Using array_unique() with multidimensional arrays

Permanent Link: Using array_unique() with multidimensional arrays 31. Januar 2009 RSS Feed for comments on RSS-Feed für Kommentare zu: Using array_unique() with multidimensional arrays comments feed

There's one problem with array_unique(): It doesn't work with multidimensional arrays. Here's an example:

$array = array(
array(
'id' => 123,
'name' => 'Some Product',
'ean' => '1234567890123'
),
array(
'id' => 123,
'name' => 'Some Product',
'ean' => '4852950174938'
),
array(
'id' => 123,
'name' => 'Some Product',
'ean' => '1234567890123'
),
);
$uniqueArray = array_unique($array);
var_dump($uniqueArray);

Two elements are exactly the same, but one element has a different EAN, yet the var_dump() returns the following:

array(1) {
[0]=>
array(3) {
["id"]=>
int(123)
["name"]=>
string(12) "Some Product"
["ean"]=>
string(13) "1234567890123"
}
}

Obviously this is unexpected behaviour. array_unique() threw out the second element, which is clearly not the same as Element 1 and 3. The easiest way I came across is using md5 hashes for comparison of the elements. All you need is to iterate over the first dimension, serialize it and create a MD5 hash of it for comparison:

/**
* Create Unique Arrays using an md5 hash
*
* @param array $array
* @return array
*/
function arrayUnique($array, $preserveKeys = false)
{
// Unique Array for return
$arrayRewrite = array();
// Array with the md5 hashes
$arrayHashes = array();
foreach($array as $key => $item) {
// Serialize the current element and create a md5 hash
$hash = md5(serialize($item));
// If the md5 didn't come up yet, add the element to
// to arrayRewrite, otherwise drop it
if (!isset($arrayHashes[$hash])) {
// Save the current element hash
$arrayHashes[$hash] = $hash;
// Add element to the unique Array
if ($preserveKeys) {
$arrayRewrite[$key] = $item;
} else {
$arrayRewrite[] = $item;
}
}
}
return $arrayRewrite;
}

$uniqueArray = arrayUnique($array);
var_dump($uniqueArray);

Now the result is the one array_unique() should have already given:

array(2) {
[0]=>
array(3) {
["id"]=>
int(123)
["name"]=>
string(12) "Some Product"
["ean"]=>
string(13) "1234567890123"
}
[1]=>
array(3) {
["id"]=>
int(123)
["name"]=>
string(12) "Some Product"
["ean"]=>
string(13) "4852950174938"
}
}

This works with as many dimensions as you like.

25 comments

Peter Rothers Gravatar

Peter Rother
09.02.2009, 18:45 o'clock

Nice example, thx. I think i can use it in future projects.

Lorems Gravatar

Lorem
24.02.2009, 16:42 o'clock

Did you fill in a bug report? This is really bad behavior.

Jeremys Gravatar

Jeremy
10.03.2009, 22:45 o'clock

Thank you. Clear, concise, fast. Works fantastic. Well done and thanks again.

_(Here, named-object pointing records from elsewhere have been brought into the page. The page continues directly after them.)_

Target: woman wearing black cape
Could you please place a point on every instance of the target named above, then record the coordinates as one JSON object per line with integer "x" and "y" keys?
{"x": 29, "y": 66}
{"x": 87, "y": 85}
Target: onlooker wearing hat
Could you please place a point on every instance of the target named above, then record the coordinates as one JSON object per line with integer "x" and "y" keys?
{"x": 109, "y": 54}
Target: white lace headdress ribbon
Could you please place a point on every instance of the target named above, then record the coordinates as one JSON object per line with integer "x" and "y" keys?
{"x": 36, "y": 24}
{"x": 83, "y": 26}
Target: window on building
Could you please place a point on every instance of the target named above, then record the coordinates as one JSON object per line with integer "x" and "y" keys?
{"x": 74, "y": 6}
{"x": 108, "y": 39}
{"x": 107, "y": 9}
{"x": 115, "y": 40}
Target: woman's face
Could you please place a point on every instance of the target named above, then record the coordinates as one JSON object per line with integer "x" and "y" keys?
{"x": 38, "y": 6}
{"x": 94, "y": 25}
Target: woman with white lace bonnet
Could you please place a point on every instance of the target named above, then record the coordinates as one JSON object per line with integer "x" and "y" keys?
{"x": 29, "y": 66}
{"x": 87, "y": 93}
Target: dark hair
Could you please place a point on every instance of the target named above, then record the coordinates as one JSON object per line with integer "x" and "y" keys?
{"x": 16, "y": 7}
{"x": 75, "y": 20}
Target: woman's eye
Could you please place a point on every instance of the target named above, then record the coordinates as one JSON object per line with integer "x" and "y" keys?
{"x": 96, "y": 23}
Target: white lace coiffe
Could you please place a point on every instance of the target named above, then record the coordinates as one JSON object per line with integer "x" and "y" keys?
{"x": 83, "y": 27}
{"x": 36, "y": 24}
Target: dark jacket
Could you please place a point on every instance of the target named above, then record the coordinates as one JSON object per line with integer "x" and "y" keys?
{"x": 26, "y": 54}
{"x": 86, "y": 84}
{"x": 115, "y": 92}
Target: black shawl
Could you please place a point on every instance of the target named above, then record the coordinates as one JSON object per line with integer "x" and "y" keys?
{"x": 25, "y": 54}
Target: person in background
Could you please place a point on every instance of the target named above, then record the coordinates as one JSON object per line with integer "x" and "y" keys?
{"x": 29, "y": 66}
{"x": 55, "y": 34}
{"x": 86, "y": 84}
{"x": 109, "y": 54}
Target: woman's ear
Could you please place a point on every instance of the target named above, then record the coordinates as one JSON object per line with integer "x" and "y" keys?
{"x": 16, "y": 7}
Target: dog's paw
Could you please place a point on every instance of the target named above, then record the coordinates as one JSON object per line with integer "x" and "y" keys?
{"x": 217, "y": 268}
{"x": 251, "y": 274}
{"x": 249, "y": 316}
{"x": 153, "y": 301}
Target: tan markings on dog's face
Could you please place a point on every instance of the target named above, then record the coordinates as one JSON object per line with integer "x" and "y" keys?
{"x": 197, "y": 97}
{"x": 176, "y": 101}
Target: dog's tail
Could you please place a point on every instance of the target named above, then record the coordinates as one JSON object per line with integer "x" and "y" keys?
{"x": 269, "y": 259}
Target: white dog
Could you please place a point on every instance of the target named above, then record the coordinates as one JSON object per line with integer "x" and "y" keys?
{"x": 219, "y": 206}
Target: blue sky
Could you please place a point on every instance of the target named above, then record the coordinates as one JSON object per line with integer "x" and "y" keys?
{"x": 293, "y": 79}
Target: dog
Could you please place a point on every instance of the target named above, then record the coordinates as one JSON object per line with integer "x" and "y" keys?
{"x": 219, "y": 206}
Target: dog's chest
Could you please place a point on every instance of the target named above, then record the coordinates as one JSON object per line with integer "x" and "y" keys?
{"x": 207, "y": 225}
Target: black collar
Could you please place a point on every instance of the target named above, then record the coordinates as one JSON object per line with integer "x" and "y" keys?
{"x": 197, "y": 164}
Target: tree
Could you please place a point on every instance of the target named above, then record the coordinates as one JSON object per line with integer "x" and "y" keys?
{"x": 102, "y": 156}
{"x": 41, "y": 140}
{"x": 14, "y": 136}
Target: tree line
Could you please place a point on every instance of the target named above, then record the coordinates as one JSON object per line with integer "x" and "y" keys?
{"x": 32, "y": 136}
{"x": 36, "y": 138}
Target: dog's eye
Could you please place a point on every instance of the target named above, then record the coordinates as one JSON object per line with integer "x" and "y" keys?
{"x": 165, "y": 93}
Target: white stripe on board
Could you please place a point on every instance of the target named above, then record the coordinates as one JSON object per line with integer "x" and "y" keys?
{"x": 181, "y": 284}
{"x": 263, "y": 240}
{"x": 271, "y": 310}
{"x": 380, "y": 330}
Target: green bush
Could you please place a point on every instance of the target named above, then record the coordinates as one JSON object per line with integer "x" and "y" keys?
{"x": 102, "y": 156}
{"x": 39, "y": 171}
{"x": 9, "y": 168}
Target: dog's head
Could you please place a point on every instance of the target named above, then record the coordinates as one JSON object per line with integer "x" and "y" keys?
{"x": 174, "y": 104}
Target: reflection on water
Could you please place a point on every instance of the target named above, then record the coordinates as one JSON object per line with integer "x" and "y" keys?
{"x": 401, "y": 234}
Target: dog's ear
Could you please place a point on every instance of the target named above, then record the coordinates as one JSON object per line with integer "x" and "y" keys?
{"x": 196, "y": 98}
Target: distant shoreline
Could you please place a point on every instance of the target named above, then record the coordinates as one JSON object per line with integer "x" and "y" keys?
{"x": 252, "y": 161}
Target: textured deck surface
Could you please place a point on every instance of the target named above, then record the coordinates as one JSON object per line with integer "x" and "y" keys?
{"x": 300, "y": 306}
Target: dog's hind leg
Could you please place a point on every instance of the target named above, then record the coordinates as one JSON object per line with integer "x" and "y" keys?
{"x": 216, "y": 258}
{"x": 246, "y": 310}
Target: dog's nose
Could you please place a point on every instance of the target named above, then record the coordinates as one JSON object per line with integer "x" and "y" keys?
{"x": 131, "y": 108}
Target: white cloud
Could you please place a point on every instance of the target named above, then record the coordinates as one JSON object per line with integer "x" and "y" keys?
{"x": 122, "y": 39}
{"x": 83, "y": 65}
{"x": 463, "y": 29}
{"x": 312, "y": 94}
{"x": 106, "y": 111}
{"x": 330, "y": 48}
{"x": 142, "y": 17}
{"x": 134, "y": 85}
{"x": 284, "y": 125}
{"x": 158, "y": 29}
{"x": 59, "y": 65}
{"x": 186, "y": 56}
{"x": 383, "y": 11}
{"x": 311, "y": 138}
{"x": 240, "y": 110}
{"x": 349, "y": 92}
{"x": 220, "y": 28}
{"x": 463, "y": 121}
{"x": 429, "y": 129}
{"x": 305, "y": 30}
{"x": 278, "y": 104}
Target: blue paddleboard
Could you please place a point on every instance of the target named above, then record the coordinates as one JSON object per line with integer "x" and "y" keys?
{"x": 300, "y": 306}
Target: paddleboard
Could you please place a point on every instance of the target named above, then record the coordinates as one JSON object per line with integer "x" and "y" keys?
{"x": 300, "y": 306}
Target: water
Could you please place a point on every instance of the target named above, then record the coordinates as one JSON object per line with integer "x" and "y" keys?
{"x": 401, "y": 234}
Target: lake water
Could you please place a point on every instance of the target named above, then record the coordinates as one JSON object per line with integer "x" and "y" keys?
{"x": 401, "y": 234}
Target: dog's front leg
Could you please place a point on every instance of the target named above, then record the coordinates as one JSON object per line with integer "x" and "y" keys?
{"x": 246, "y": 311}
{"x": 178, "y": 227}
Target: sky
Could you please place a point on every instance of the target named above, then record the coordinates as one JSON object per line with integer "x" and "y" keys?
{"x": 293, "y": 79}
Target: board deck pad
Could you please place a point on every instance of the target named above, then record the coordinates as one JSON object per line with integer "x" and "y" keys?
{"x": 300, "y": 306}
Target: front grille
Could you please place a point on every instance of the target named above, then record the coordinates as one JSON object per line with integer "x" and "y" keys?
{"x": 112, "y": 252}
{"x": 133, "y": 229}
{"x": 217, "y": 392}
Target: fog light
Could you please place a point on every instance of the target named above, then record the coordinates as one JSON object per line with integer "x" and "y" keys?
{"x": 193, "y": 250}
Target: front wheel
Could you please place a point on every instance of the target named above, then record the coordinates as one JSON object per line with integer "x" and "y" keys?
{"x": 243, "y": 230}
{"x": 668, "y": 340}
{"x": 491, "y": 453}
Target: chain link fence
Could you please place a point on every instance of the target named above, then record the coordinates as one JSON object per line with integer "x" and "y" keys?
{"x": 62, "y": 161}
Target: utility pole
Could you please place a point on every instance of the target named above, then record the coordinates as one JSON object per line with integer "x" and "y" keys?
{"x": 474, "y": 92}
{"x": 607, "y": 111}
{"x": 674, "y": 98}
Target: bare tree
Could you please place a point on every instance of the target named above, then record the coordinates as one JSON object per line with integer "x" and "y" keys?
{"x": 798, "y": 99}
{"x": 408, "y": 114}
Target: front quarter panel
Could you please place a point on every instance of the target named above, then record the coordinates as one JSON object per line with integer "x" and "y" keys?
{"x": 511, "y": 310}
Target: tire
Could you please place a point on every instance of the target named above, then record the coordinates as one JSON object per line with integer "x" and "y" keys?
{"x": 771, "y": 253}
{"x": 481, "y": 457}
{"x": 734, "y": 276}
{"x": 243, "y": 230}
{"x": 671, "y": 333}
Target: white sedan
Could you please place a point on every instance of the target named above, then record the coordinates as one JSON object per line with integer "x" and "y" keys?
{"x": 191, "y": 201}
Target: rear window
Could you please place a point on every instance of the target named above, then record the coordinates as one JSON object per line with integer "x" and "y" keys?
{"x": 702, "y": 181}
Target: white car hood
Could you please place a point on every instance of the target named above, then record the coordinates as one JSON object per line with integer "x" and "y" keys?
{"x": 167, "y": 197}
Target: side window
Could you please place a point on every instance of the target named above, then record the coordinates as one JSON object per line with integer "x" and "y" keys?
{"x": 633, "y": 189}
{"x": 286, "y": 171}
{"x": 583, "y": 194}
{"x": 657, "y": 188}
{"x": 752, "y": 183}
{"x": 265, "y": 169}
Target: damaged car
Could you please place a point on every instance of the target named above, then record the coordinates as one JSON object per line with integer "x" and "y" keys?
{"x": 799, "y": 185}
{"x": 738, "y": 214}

Dominik Jungowskis Gravatar

Dominik Jungowski
13.03.2009, 11:57 o'clock

@Lorem: I just did (although there was already a similar bug report from 2001): http://bugs.php.net/bug.php?id=47642

Franks Gravatar

Frank
05.05.2009, 00:29 o'clock

I need a fix for this as I've stumbled across this bug today. Unfortunately, your code outputs the exact same result as array_unique().

Dominik Jungowskis Gravatar

Dominik Jungowski
05.05.2009, 09:34 o'clock

An example where it puts out the same would be nice.

As for the example from the blogpost: I have just tested it once more and it worked as it should.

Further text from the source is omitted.